In Every Note Played, author and neuroscientist Lisa Genova pulls back the curtain on ALS. Heartbreaking and eye-opening, this novel tells the story of a family torn apart by divorce and brought back together in a not-so-traditional way.

Genova clearly had an inside look into ALS and its monstrous effects as she wrote. The details she includes draw the reader in and go almost too far. And I think that was intentional. The descriptions border uncomfortable and force you to see the things you wish were fiction.

Not only does Genova relate in detail the physical aspects of suffering from ALS but also the emotional effects on both the patient and the caregiver. The dynamics between Richard, Karina, and Grace are at times humorous, touching, and relatable. Genova uses musical imagery throughout the novel to represent these progressing relationships and changing perspectives — from bitterness to forgiveness and mental bondage to freedom.

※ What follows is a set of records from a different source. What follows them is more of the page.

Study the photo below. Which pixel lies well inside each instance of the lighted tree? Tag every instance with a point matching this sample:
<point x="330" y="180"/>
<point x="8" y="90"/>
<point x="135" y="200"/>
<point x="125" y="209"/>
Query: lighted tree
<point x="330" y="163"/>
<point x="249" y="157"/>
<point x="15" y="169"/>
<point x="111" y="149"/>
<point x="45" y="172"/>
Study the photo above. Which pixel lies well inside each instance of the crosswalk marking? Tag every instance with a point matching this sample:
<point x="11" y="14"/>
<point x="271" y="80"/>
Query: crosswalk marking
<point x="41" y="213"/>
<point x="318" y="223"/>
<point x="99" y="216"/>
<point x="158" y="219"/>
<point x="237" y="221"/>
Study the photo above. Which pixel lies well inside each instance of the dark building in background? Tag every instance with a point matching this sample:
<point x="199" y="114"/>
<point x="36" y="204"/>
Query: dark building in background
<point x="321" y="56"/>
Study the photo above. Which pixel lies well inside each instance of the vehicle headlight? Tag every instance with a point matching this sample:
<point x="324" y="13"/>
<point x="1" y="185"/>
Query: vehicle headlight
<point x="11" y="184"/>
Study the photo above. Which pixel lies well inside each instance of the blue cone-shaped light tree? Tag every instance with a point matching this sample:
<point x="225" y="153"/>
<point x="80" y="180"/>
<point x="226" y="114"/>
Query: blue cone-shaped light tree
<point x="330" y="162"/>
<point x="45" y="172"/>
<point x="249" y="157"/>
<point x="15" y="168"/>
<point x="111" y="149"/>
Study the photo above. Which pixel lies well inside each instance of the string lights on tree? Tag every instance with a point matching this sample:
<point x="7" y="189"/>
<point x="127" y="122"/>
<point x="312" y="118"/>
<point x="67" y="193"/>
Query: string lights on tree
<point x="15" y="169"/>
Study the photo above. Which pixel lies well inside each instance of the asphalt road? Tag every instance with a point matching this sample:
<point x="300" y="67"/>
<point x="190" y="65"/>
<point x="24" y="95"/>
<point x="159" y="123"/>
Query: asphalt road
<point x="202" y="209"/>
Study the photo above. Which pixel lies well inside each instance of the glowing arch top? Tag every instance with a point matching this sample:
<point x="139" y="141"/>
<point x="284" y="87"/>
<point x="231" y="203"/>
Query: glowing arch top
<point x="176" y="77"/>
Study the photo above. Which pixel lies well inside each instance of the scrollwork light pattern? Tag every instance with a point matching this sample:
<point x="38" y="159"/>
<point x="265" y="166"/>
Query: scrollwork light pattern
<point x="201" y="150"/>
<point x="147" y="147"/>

I found it interesting that Genova created Grace without a love for music, intentionally separating her from her parents and stunting her development as a character in the sense that her growth could not be described in musical terms.

Although written with beautiful imagery and detail, I took a while to get comfortable with the way Genova writes in third-person present. I also found a few typos that distracted me from the story and the frequent use of expletives was distasteful in my opinion. But those are my only complaints; so in retrospect, Lisa Genova hit the nail on the head.

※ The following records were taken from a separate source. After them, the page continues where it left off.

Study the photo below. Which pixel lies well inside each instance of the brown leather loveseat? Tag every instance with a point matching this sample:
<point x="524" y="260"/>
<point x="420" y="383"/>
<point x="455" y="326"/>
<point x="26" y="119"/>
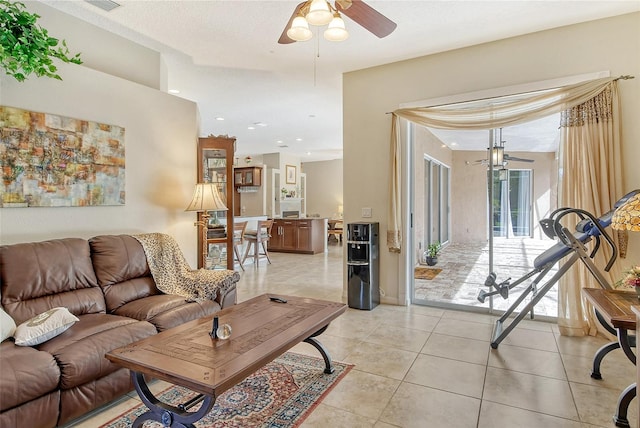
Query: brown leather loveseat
<point x="105" y="282"/>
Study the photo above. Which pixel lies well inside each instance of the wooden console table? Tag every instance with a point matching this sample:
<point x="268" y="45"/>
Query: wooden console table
<point x="613" y="309"/>
<point x="262" y="330"/>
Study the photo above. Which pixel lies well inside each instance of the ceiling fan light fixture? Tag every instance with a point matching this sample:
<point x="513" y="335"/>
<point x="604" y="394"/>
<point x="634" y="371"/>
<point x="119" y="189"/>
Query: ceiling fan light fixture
<point x="336" y="32"/>
<point x="497" y="156"/>
<point x="299" y="30"/>
<point x="319" y="13"/>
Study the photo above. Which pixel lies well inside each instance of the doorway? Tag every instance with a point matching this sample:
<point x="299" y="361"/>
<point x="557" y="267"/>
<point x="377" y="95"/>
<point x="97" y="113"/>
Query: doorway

I surprised myself by not sobbing as I came to the end of this beautiful and devastating story. I was convicted regarding my own perspective on disabilities and how I can contribute to helping find a cure to ALS and conditions like it.

Genova writes with such personal touch and emotion. I appreciate that she doesn’t shy away from taboo details of physical illness as well as the emotional strain that results. I love how Genova continues to use her platform to inform and inspire change in her field of neuroscience. She accomplishes all this while reminding her reader to not take relationships for granted because life is short and reconciliation is worth the struggle.